BOUWKUNDE BINNEN DE WETENSCHAPPEN

De discipline die we in het Nederlands ‘bouwkunde‘ noemen, neemt een bijzondere plaats in binnen de ingenieurswetenschappen, zoals die in het vorige hoofdstuk zijn toegelicht. Dat blijkt alleen uit het feit dat je in Nederland op verschillende plekken bouwkunde kunt studeren, namelijk zowel aan het Hoger Beroepsonderwijs (HBO) en de Technische Universiteiten in Delft en Eindhoven, als aan de Academies van Bouwkunst (of Hogescholen voor de Kunsten) in Amsterdam, Rotterdam, Groningen, Arnhem, Maastricht en Tilburg. Ook in het buitenland worden bouwkunde en de deelgebieden architectuur, stedenbouwkunde, landschapsarchitectuur, bouwtechnologie en bouwmanagement op verschillende plaatsen en manieren onderwezen.

Veel van de nationale en internationale opleidingen waar de gebouwde omgeving centraal staat, belichten die vanuit minstens een van de volgende drie perspectieven: ze zien die als kunstzinnige uiting, als technische constructie, of als op mensen gericht proces; veelal gaat het echter om een combinatie. Ook bij wetenschappelijke instituten die onderzoek doen naar de gebouwde omgeving zijn deze drie kanten vaak in een bepaalde verhouding terug te zien. Vanuit de geschiedenis zijn de perspectieven op het vak ook goed verklaarbaar. Eigenlijk zijn ze alle drie al herkenbaar in het werk van de Romeinse architect Marcus Vitruvius Pollo, die in 15 voor Christus drie basisprincipes noemde waar goede architectuur aan moest voldoen, namelijk firmitas (stevigheid), utilitas (gebruiksvriendelijkheid) en venustas (schoonheid) (Vitruvius, 2018). Sinds de Tweede Wereldoorlog heeft de proceskant van de gebouwde omgeving terecht veel aandacht gekregen, en de laatste anderhalve eeuw is de technische kant ook een volwaardig onderdeel geworden, maar daarvoor was de kunstzinnige kant verreweg de belangrijkste. (Dit blijkt bijvoorbeeld uit de opleiding tot architect in Frankrijk aan de Ecole des Beaux-Arts.)
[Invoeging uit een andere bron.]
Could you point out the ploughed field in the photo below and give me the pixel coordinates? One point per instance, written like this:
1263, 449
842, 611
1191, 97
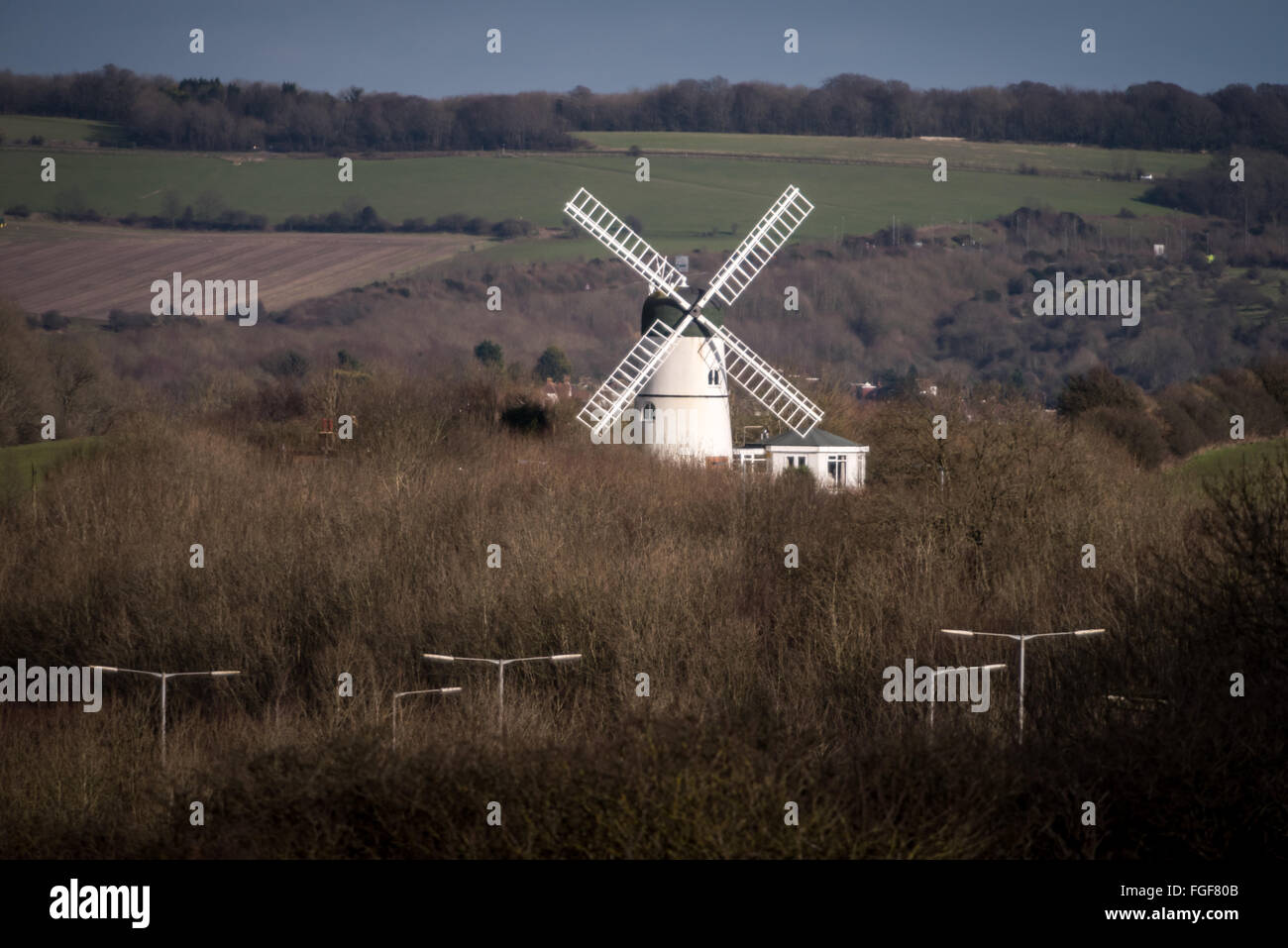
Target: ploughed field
86, 269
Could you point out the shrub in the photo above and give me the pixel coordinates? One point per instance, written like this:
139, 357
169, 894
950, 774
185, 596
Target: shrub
284, 365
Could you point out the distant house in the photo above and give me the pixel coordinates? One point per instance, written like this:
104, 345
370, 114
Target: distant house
833, 462
554, 390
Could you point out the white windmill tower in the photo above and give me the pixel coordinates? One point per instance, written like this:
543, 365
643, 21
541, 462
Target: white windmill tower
678, 371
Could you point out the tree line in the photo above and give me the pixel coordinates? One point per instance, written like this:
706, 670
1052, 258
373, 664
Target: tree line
207, 114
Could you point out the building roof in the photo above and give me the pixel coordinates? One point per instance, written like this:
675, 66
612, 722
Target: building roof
818, 438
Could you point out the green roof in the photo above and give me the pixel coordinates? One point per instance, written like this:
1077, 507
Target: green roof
818, 438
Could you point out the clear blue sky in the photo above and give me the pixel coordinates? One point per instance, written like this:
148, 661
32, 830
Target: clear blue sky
432, 48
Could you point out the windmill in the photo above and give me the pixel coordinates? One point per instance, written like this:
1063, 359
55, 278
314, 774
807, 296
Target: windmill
681, 366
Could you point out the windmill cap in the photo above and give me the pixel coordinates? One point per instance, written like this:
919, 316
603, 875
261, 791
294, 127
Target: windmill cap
670, 313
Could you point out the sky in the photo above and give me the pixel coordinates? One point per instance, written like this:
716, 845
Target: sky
433, 48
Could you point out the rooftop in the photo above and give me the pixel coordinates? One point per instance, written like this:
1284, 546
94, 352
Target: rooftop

Het is dan ook niet vreemd dat de studie Bouwkunde op veel plekken in de wereld is ondergebracht bij de kunsten (in het Engels: the arts); voornamelijk wanneer de meeste aandacht binnen de betreffende instelling uitgaat naar het kunstzinnige, esthetische aspect van het (architectonisch) ontwerpen. Op andere plekken in de wereld is de discipline te vinden bij de menswetenschappen en/of sociale wetenschappen (in het Engels: the humanities, the social sciences), denk bijvoorbeeld aan de ruimtelijk-economische kant van het vakgebied, zoals vastgoedbeheer, of aan stadssociologie, omgevingspsychologie, ruimtelijke ordening en planologie. Op weer andere plekken vind je het vak dichtbij vakgebieden als de (civiele) techniek, bouw- en draagconstructie, weg- en waterbouwkunde. Dat is de ‘hardere’ kant van de bouwkunde, die van de ingenieurswetenschappen (in het Engels: engineering & technology).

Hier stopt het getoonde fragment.